第6章 1864年ー文久四年・元治元年ー【中期】
「ひゃああああああ!!!」
今度は夢主(姉)ちゃんが飛び跳ねて、僕の袖の裾をぎゅっと掴む。
「おおおきたさん!!とととととって!」
僕は騙されないよ?それは僕を丸め込む演技か何か?
「おきたさん!」
袖の裾をぎゅうぎゅうと引っ張る夢主(姉)ちゃんの目には涙が浮かんでる。
信じないし、丸め込まれてもいないよ?
「おきたさん…」
あの日…新撰組を静粛した後も、この前斬った浪士の死体を見ても、こんな顔しなかったくせに。
眉毛を寄せて涙を浮かべて…そんなかわいい顔したって僕は騙されない。
「取ってほしい?」
その言葉に、夢主(姉)ちゃんはこくこくこくとめいいっぱいうなずいた。
ひょい、と蛙を取って、もう解放してあげようと、襖を開けて軒下に放った。
ありがとね、蛙。
千鶴ちゃんみたいにちょっと話しかけたりして。
部屋に戻ると、首を抑えてまだ固まってる夢主(姉)ちゃんが居る。
こんなんで監察方なんて大丈夫なの?
「いつまでいる気?」
襖を閉めてから声をかけると、はっと我に返った夢主(姉)ちゃんは、
「あ、ごめんなさい。ぬめぬめが…」
まだ泣きそうな顔をしてる夢主(姉)ちゃんに、なんだか違う感情がこみ上げてくる。
「ねえ、山南さんの部屋にも出入りしてるみたいだったけど。」
少しずつ夢主(姉)ちゃんに近づく。
「男の部屋に入ったらどうなるか知ってる?」
首を抑えてる夢主(姉)ちゃんの手を掴んで、そのまま蛙が乗っかってた部分を、
ぺろり
と、舐めた。
「な?!」
驚いて目を丸くする夢主(姉)ちゃんだったけど、勝手に布団変えたりした上に、蛙なんかで涙目になってかわいいなんて思わせたお返しだよ。

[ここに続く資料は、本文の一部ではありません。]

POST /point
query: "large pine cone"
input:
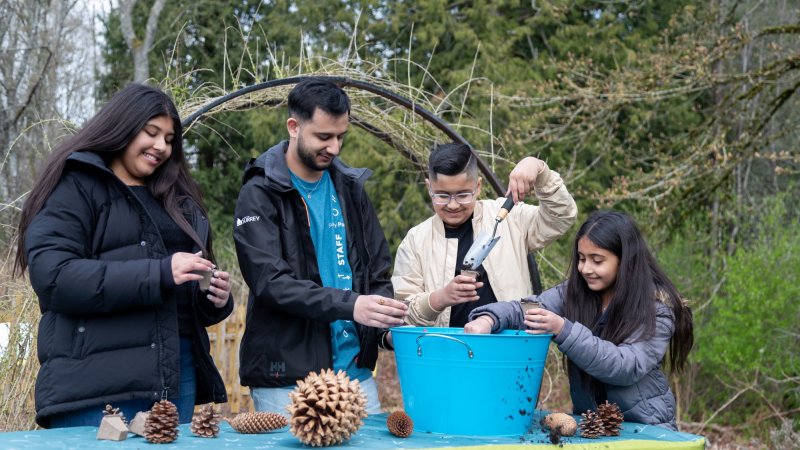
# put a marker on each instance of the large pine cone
(206, 422)
(560, 423)
(161, 426)
(399, 424)
(326, 409)
(257, 422)
(611, 417)
(591, 425)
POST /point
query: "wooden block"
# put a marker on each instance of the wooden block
(137, 424)
(112, 428)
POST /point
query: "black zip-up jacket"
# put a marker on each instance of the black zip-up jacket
(109, 326)
(289, 312)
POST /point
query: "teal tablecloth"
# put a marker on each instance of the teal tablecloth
(373, 435)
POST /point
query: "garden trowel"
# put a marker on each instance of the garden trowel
(484, 242)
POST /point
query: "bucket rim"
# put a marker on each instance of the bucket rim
(505, 333)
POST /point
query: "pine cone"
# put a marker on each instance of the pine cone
(111, 411)
(161, 426)
(206, 422)
(257, 422)
(591, 425)
(561, 423)
(611, 417)
(399, 424)
(326, 409)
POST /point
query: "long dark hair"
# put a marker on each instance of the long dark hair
(108, 134)
(640, 283)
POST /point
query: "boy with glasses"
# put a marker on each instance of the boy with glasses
(427, 270)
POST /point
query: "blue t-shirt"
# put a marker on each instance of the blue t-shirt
(329, 235)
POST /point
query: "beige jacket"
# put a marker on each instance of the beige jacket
(426, 259)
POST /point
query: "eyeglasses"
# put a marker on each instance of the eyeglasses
(462, 198)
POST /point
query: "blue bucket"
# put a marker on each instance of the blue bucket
(469, 384)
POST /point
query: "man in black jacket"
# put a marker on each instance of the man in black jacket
(314, 256)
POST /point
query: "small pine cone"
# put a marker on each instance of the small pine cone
(161, 426)
(111, 411)
(257, 422)
(206, 422)
(326, 409)
(591, 425)
(399, 424)
(561, 423)
(611, 417)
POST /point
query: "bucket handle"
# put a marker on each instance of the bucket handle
(443, 336)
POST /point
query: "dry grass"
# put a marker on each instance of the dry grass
(19, 309)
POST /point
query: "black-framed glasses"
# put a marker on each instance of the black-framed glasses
(462, 198)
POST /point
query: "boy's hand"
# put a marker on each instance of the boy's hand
(523, 178)
(460, 289)
(481, 325)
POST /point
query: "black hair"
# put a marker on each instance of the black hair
(108, 134)
(313, 93)
(640, 283)
(452, 159)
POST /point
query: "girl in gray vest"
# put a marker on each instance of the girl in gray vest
(615, 319)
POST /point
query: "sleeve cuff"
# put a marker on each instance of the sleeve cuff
(426, 310)
(560, 338)
(167, 280)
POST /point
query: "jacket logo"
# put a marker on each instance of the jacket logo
(246, 219)
(277, 369)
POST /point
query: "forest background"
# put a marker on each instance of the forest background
(683, 113)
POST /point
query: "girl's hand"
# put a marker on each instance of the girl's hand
(481, 325)
(220, 288)
(542, 321)
(189, 267)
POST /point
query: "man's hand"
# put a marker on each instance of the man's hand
(220, 288)
(481, 325)
(379, 312)
(460, 289)
(522, 179)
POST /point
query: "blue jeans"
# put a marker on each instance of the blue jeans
(92, 415)
(276, 399)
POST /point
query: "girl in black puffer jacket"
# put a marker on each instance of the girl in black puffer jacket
(115, 238)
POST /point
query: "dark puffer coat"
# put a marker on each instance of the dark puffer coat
(109, 329)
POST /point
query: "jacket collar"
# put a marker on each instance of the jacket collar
(477, 216)
(272, 166)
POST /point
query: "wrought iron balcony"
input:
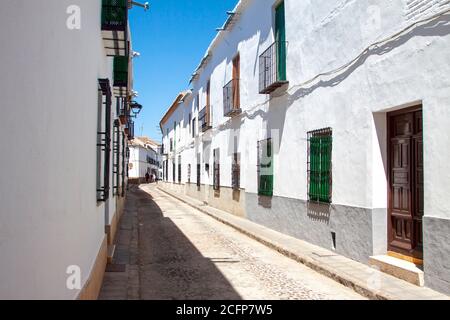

「僕の咳は皆に内緒だよ?言ったら今度は蛙を背中に入れちゃおうかな?縛り付けてからでもいいね。」
「ドS…」
どえす?意味わかんない。
夢主(姉)ちゃんは、言わないけど医者には行ってくださいね!なんて言って出てったけど…
再び転がった布団から、さっき蛙がいた首筋を舐めた時と同じ甘い匂いがして、なんだか苛々が混ざった変な気持ちになった。
今度は蛇にしてみようかな?
あれだけじゃ物足りない。
いったい君は何なの?
近藤さんの邪魔になったら…どんなにかわいい顔したって容赦なく斬るからね。